Objective
The goal of this tutorial is to make Google Chrome to automatically to start transmission-gtk when you click on a magnet-link within your browser.
Motivation
I was using Firefox (and previously the Mozilla Suite) as my favorite Webbrowser for nearly everthing (on Linux, Window and Mac). Recently I experimented with Google Chrome and figured out that it's also a nice alternative to Firefox and in many cases much faster. But one of the drawbacks I encountered on Linux was, that it seems to handle foreign or unknown protocols differently than Firefox. It merely relies on "xdg-open", which is not always configured correctly, for any desktop environments, as in my case.
Prerequisites
Linux Mint 15 - Olivia
Desktop - MATE 1.6
Google Chrome (v31.0.1650.57)
transmission-gtk (v2.77-14031)
xdg-open (v1.0.2)
It might be that the problem occurs also with other Distributions and Versions, but the above is just my current environment.
Solution
Reproduce the problem
1. Start Google Chrome
2. Navigate to an internet site that provides a magnet-link
3. Click on the link
4. If Google Chrome opens just another window or tab, you face the problem
Solve the problem
In contrary to Firefox which handles all the management of external protocol-handlers itself, Google Chrome relies on the underlying system. In this particular environment it's the "xdg-open" script. Unfortunatelly this script does not support MATE a native Desktop environment and therefore calls the "general-handler" for urls which seems to be Google Chrome itself.
In this solution, we establish the external app "transmission-gtk" the to handle magnet-links within Google-Chrome.
1.
Check where the "transmission-gtk.desktop" file can be found. E.g. use the command "locate transmission-gtk.desktop". In my case it's located in "/usr/share/applications/".
2.
Now check the content, by opening the file with an editor of your choice. Be sure that you find the statements
Exec=transmission-gtk %U
and
MimeType=application/x-bittorrent;x-scheme-handler/magnet;
in the file. Ensure that the first statement contains "%U", because this the placeholder for the concrete URL passed through by Google Chrome.
3.
Configure your system that "transmission-gtk" is the default handler for magnet-links by executing the following command in your shell:
$ xdg-mime default transmission-gtk.desktop x-scheme-handler/magnet
4.
Enable "xdg-open" to recognize your MATE desktop as a Gnome Desktop, because it has the same ancestor and therefore is compatible to Gnome, but not recognized in the "xdg-open" script, because of the different name.

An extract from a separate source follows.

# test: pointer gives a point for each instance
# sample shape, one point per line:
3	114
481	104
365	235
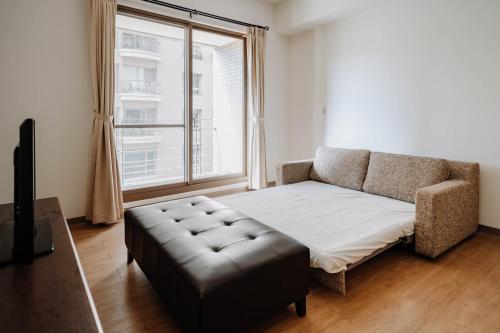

For this step you need root permission, so be careful what you are doing.
Locate the xdg-open script in your system: "which xdg-open". In my case this leads to "/usr/bin/xdg-open".
Open the file as root (again with your editor of choice) e.g. "sudo vi /usr/bin/xdg-open".
Search for a section (Note: The following part is just hack and not a solid solution):
if [ x"$DE" = x"" ]; then
DE=generic
fi
DE=generic
fi
and change it to
if [ x"$DE" = x"" ]; then
DE=gnome
fi
DE=gnome
fi
Now, save the file.
5.
Restart Gnome and retry to reproduce the problem. It should be gone now and transmission-gtk should be opened to handle magnet-links instead of Google Chrome.